その下にいるのが夜月家を含めた幻貴族と呼ばれる一族たちだ。
始神家は裏で敵対しており、それぞれ幻貴族たちを傘下のような形で従えているらしい。今は三つ巴の状態なので問題はないが、もしもこの均衡が崩れれば内戦が始まってしまうかもしれない。
そんな世界の終わりにも思える神々の戦いはまだ起きていないが、だからといって安心して何もしないというのは悪手だろう。

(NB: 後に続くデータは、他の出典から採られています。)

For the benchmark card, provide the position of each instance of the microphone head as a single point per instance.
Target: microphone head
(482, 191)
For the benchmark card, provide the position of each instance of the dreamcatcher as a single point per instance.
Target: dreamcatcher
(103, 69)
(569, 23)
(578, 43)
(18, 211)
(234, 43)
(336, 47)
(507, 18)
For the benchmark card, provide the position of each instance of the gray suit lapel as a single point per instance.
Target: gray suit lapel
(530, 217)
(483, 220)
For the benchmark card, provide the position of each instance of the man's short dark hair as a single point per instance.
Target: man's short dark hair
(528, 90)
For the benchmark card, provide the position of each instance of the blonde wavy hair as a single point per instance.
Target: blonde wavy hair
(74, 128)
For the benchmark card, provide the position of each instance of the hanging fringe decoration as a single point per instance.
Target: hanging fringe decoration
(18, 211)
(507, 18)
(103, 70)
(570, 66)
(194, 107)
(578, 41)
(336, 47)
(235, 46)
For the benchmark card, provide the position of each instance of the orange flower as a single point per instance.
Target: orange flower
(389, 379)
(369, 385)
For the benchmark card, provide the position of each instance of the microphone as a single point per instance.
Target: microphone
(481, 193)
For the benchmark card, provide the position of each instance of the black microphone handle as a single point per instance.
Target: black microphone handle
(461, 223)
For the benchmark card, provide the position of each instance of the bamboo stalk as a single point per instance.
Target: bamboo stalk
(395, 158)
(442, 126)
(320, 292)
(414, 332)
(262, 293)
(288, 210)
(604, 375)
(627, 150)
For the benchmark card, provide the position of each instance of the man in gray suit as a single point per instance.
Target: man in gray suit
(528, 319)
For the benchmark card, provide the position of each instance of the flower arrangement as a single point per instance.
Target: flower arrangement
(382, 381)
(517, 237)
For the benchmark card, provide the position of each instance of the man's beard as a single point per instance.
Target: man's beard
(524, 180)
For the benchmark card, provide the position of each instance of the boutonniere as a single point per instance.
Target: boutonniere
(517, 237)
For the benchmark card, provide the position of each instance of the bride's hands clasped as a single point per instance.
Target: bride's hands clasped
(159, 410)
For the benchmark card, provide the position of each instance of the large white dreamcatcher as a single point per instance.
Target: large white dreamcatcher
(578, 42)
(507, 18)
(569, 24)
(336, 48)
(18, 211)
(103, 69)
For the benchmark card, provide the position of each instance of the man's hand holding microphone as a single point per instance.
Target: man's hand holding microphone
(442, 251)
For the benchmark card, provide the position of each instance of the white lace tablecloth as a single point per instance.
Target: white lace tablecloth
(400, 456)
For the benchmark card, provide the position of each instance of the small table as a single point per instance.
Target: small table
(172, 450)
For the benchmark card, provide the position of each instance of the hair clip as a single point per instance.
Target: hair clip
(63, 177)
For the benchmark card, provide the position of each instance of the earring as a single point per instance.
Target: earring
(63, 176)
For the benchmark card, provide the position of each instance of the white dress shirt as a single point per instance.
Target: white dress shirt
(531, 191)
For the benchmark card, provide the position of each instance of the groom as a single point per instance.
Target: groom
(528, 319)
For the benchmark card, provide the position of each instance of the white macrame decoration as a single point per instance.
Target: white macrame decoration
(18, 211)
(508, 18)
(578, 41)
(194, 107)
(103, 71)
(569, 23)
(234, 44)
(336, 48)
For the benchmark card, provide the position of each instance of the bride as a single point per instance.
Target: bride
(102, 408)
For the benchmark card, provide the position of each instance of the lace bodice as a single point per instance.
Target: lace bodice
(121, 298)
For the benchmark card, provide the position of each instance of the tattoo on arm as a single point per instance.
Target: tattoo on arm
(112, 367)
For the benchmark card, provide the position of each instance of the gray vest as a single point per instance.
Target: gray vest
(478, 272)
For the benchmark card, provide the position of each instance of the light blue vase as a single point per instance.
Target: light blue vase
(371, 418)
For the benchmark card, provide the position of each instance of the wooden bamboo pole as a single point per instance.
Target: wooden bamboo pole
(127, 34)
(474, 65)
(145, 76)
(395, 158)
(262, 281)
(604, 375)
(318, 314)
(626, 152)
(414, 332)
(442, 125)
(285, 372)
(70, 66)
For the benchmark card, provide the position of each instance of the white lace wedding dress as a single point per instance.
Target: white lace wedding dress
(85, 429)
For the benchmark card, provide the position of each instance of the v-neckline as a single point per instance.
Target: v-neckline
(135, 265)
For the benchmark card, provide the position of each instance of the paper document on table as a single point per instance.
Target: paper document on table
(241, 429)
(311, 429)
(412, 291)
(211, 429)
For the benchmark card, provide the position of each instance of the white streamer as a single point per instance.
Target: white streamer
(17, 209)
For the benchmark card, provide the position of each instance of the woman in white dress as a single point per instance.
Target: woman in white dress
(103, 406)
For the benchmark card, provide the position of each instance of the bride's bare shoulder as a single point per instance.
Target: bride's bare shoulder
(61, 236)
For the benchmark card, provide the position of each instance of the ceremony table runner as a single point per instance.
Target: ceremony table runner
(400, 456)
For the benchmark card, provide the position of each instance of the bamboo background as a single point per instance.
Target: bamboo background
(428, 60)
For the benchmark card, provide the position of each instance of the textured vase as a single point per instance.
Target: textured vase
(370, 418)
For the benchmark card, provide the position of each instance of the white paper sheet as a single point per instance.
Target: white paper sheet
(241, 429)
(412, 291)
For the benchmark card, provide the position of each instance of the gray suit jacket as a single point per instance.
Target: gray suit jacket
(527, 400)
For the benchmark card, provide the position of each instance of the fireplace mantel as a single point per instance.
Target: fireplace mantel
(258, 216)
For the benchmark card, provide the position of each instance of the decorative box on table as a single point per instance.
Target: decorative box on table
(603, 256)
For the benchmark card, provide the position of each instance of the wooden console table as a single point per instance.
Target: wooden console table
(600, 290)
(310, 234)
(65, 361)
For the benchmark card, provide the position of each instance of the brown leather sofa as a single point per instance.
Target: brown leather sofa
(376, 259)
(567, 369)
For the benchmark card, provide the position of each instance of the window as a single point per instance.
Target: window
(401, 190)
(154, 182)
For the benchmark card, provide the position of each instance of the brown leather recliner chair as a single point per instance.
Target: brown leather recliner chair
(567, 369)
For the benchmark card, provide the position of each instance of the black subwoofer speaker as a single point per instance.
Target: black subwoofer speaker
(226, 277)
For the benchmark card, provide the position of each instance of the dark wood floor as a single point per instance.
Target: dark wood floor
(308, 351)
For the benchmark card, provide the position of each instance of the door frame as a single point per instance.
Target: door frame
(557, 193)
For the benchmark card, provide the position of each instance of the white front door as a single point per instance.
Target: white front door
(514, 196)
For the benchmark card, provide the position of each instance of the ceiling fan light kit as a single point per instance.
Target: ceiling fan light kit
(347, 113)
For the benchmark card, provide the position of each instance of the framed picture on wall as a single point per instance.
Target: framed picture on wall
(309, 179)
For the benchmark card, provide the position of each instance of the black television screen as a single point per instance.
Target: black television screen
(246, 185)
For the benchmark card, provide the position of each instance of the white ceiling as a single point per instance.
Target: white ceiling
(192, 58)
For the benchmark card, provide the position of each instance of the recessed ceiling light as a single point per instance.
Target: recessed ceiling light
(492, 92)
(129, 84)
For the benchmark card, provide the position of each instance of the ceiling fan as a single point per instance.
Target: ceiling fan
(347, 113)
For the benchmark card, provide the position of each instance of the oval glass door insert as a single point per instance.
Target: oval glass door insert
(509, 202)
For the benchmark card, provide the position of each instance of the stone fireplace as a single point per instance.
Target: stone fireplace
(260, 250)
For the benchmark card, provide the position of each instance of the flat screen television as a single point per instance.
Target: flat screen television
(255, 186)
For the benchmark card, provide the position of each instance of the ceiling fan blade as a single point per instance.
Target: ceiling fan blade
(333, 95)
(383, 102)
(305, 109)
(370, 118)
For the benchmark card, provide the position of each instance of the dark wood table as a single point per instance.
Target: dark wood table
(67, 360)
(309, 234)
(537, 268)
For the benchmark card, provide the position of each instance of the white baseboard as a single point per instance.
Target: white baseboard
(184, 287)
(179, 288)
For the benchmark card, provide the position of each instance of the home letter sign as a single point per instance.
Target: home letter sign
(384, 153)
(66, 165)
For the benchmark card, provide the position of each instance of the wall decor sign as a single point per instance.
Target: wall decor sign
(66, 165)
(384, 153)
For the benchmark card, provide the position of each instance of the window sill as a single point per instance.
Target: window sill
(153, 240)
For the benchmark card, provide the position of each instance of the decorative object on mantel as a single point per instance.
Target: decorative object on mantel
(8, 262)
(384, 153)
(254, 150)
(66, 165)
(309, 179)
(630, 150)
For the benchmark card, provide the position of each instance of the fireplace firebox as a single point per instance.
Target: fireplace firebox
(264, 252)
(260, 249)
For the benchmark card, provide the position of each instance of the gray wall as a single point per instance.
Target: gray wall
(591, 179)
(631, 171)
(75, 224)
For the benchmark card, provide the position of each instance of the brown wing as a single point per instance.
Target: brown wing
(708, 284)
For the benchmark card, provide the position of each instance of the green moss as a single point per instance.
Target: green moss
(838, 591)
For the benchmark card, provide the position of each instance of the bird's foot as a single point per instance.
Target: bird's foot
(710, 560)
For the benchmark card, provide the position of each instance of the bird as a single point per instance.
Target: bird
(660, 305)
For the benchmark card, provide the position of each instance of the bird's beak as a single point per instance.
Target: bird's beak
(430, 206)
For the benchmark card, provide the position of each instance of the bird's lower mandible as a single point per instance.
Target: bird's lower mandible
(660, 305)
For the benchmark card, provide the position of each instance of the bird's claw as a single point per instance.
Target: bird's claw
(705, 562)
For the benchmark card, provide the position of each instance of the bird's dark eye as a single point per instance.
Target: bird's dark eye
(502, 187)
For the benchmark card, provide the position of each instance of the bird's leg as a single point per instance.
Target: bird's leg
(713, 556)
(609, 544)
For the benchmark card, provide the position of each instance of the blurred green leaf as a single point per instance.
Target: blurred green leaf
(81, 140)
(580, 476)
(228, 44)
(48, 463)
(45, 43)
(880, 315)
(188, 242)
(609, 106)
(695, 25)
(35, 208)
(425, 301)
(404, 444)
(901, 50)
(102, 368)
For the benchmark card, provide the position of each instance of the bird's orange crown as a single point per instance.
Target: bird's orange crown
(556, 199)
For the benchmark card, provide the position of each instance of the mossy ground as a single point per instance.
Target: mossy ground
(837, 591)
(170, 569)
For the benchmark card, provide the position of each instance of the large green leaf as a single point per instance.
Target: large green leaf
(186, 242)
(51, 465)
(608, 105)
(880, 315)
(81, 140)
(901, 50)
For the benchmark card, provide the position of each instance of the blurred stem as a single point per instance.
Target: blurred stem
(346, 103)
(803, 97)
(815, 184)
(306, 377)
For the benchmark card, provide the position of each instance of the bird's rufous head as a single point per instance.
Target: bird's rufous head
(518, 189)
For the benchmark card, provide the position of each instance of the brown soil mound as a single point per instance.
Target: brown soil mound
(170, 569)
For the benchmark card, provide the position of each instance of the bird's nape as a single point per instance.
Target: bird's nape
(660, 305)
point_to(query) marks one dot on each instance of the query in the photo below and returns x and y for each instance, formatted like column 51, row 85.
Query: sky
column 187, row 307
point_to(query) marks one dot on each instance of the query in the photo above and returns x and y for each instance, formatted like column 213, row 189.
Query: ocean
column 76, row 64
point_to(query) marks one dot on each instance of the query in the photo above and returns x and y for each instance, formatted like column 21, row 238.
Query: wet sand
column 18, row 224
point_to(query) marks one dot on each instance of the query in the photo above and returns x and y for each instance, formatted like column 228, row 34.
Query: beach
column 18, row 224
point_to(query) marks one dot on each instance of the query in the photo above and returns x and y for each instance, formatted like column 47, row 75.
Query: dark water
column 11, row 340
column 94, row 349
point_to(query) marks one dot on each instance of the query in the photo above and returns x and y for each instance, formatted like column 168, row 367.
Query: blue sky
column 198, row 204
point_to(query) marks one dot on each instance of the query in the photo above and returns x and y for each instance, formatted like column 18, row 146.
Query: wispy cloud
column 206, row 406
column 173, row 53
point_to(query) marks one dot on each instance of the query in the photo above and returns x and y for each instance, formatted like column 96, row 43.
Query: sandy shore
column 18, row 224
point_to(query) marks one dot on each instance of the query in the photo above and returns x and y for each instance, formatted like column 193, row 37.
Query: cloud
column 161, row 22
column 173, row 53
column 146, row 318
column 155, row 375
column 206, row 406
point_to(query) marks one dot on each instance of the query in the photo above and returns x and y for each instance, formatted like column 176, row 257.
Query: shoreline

夜月家に力を与えているのは一体どこなのだろうか。ユキは密かに不信感を育てていた。
☆ ★
入学式は無事完了し、一同は一旦各々の教室へと入っていった。
各クラスの担当教員から今後の日程について説明されている中、クラスメイトで唯一の友……知り合いである桜がやって来た。
「生十会業務で遅れました!」
生十会が忙しい事は当然教務課も知っているのだろう。謝罪する桜を叱る事なく、優しい声で席に座るように促していた。
「…………」
席に向かう途中、一度自分の方に視線が来た事にユキは気が付いていた。
日程の説明が終わった事で今日の学校は終わりだ。本来ならば後は帰るだけなのだが、いかんせん、ユキたちには用事があるのだ。
(……はぁー。面倒だなー)
ユキは流石にそれを口にはしないものの、心の中で盛大に文句をこぼしていた。
ため息を吐いているユキの背後から近過く二つの足音。
「えーと、元気?」
一人はシオンだと確信していたのだが、もう一つはやはり桜のものだった。
迷った表情を浮かべながらそう声を掛ける桜に、ユキはとある表情を浮かべると振り返った。
「憂鬱だ」
「ゾンビみたいになってる!?」
「……中々に失礼な奴だな、桜」
ただ疲れている表情を作ったつもりだったのだが、どうもやり過ぎてゾンビ化現象が発生してしまったらしい。
「えーと、ごめん」
「そのごめんはどれについてだ?」
「その……色々と?」
「そうか。それならこう返すとしよう」
怖がっているような、だけどどこか期待しているような、全く異なる方向性の感情が複雑に入り混じったような顔をしている桜に、ユキは淡々とした声で続けた。
「許さない」
「——っ! そう……だよね。委員部からしたら、そうだよね」
「シオン」
ユキが短く相方の名前を呟いた瞬間、呼ばれた彼女は頷くと「ていっ!」と掛け声と共に桜の脳天に強烈なチョップを叩き込んでいた。
「痛ったああああああああああっ!」
「あっ……加減間違えちゃった、てへっ」
頭を抑えてその場でゴロゴロと転がりながらもがき苦しんでいる桜を見て、可愛らしく舌を出すシオン。
「……まあ。天罰って事で良しと」
「良しじゃないよ!? それに強いとかそういうのじゃなかったよ!? チョップとは思えない硬さだったよ!?」
頭を抑えながら復活した桜がユキにそう詰め寄るものの、ユキは動揺を見せる事なくシオンを見た。
「シオン、硬化した?」
「あっ……ついしちゃった、てへっ」
「てへっじゃないよー!!」
自分の頭をコツンと叩きながら再び舌を出すシオンに、桜の叫びが鳴り響いた。